St. John’s players and coaches can talk about opportunities in the Big East Tournament. They should because it’s their responsibility to market the program and do their jobs in playing to win. The fans don’t have to buy into it because they can consume what is good basketball and what is not. Right now, this isn’t.

Here’s what should be a hard-pressing question: When will it get better? Will it ever get better?

Mike Anderson is in his third year as St. John’s basketball coach, and he is 48-39 with no postseason appearance. This also means there’s no NIT appearance on his resume. His record gets inflated with wins against inferior programs in the nonconference schedule. At some point, it’s fair to wonder about him as a head coach.

This was the season he was supposed to take his program to an NCAA Tournament appearance. Experts had St. John’s as one of the best teams in the Big East. With three years in as the head coach of the program, it was fair to start judging him. Painfully, he came up small just like his players.

The players deserve more of the blame since they have failed to shoot well when it mattered. The coach can’t do it for them. Still, the head coach brunt some of the blame because he has not either developed them well or he has not recruited well.

Anderson’s half-court offense tends to be predictable when teams know how to defend it better. As for the defense, well it hasn’t been that special, to begin with.

We have seen this from St. John’s for the last two decades. A team with promise that goes unfulfilled. It churned out so many coaches and players to turn the program around with no results.

The Red Storm made few tournament appearances with no success. They haven’t won a tournament game since March 16, 2000 in a 61-56 victory over Northern Arizona. That was when Mike Jarvis coached them and when Erick Barkley, Lavor Postell and Bootsy Thornton played for them. It was then when they were well-coached and when they had stars that knew what to do.

We can talk about the coaching, but we should really talk about why players have not developed into being the stars they are. St. John’s does have talent. Rysheed Jordan, Moe Harkless, Sir’Dominic Porter, Shamorie Ponds, LJ Figueroa, Mustapha Heron, D’Angelo Harrison, Alexander and Champagnie were touted to be the difference makers, but they haven’t played like one and they haven’t been the guy to make big shots.

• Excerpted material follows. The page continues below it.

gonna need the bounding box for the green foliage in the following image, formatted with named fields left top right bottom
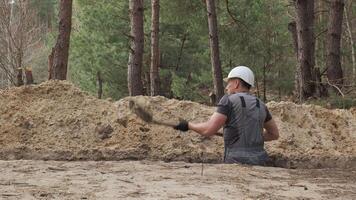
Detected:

Watching Alexander and Champagnie came up so small by missing shots in what was a winnable game against Creighton was troubling. It again showed St. John’s don’t have the guy who embraces to be the guy in a big stage.

St. John’s can fire coaches after coaches all it wants. At the end of the day, it comes down to the players. The Red Storm haven’t had one in a long time. It does not help New York City does not have good high school basketball players whatsoever, and it sure does not seem like the good ones or high school players in New Jersey wants to go play for St. John’s.

There’s no solutions to when St. John’s will get better. The losses goes way beyond the boxscore. 

This explains why there has been apathy with St. John’s for two decades. The program hasn’t won, and the recruits haven’t come.

So while anyone that actually cares about St. John’s and ponder again why this season has been another flop, the question should be if this will ever end.